Alexandre Benalla ou encore Patrick Balkany y sont récemment passés. Dans cette prison totalement rénovée il y a deux ans, quelles sont ses conditions de détention ? D’abord et avant tout, pour leur propre sécurité et éviter qu’ils ne soient mélangés aux autres détenus, les prisonniers y sont seuls dans leur cellule de 9m2. On y trouve un lit, des toilettes, une douche et une petite cuisine. Les rondes des surveillants y sont aussi plus régulières que dans le reste de la maison d’arrêt. 

Salle de sport, bibliothèque et abonnement télé à disposition 

Claude Guéant peut bénéficier d’un abonnement à la télévision.
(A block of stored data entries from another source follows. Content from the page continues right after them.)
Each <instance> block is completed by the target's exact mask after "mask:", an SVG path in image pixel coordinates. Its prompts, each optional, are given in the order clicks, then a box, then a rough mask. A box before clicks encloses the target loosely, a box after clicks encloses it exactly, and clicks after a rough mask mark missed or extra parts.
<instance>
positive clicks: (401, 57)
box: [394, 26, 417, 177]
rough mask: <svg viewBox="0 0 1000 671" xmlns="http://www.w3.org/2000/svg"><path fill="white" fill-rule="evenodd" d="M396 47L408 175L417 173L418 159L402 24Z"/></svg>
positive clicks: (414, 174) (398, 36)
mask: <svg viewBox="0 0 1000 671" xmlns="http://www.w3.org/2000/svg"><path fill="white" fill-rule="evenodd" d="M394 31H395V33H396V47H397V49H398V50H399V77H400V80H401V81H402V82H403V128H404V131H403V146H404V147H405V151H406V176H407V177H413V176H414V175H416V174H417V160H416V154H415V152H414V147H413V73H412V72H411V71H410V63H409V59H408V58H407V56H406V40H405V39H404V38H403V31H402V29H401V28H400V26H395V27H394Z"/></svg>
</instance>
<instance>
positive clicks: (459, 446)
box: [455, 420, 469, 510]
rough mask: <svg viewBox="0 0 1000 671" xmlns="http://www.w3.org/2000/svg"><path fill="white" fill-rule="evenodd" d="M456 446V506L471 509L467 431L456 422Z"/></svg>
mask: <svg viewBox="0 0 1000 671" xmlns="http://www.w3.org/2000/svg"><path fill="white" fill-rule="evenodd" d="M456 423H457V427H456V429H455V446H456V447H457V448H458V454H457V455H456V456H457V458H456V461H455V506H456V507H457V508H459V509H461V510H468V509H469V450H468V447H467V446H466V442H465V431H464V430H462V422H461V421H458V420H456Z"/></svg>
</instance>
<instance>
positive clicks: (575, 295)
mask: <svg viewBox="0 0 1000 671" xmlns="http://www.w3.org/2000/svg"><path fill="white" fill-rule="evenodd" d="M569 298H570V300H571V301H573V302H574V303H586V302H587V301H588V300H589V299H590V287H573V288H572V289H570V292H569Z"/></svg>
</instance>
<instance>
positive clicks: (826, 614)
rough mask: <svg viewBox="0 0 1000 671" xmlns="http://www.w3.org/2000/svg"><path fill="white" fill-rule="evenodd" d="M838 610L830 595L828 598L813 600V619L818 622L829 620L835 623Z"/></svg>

Il peut téléphoner, uniquement à certains numéros qu’il a préenregistrés. Sa ligne est d’ailleurs sur écoute. Il a également le droit d’aller à la bibliothèque, à la salle de sport et de sortir en promenade, mais uniquement avec les détenus qui se trouvent à son étage.

Parmi ses codétenus, en ce moment, se trouvent notamment l’ancien secrétaire d’Etat Georges Tron, condamné pour viol, ainsi que Jean-Luc Lahaye, le chanteur de 68 ans placé en détention provisoire après sa mise en examen pour "viols sur mineur".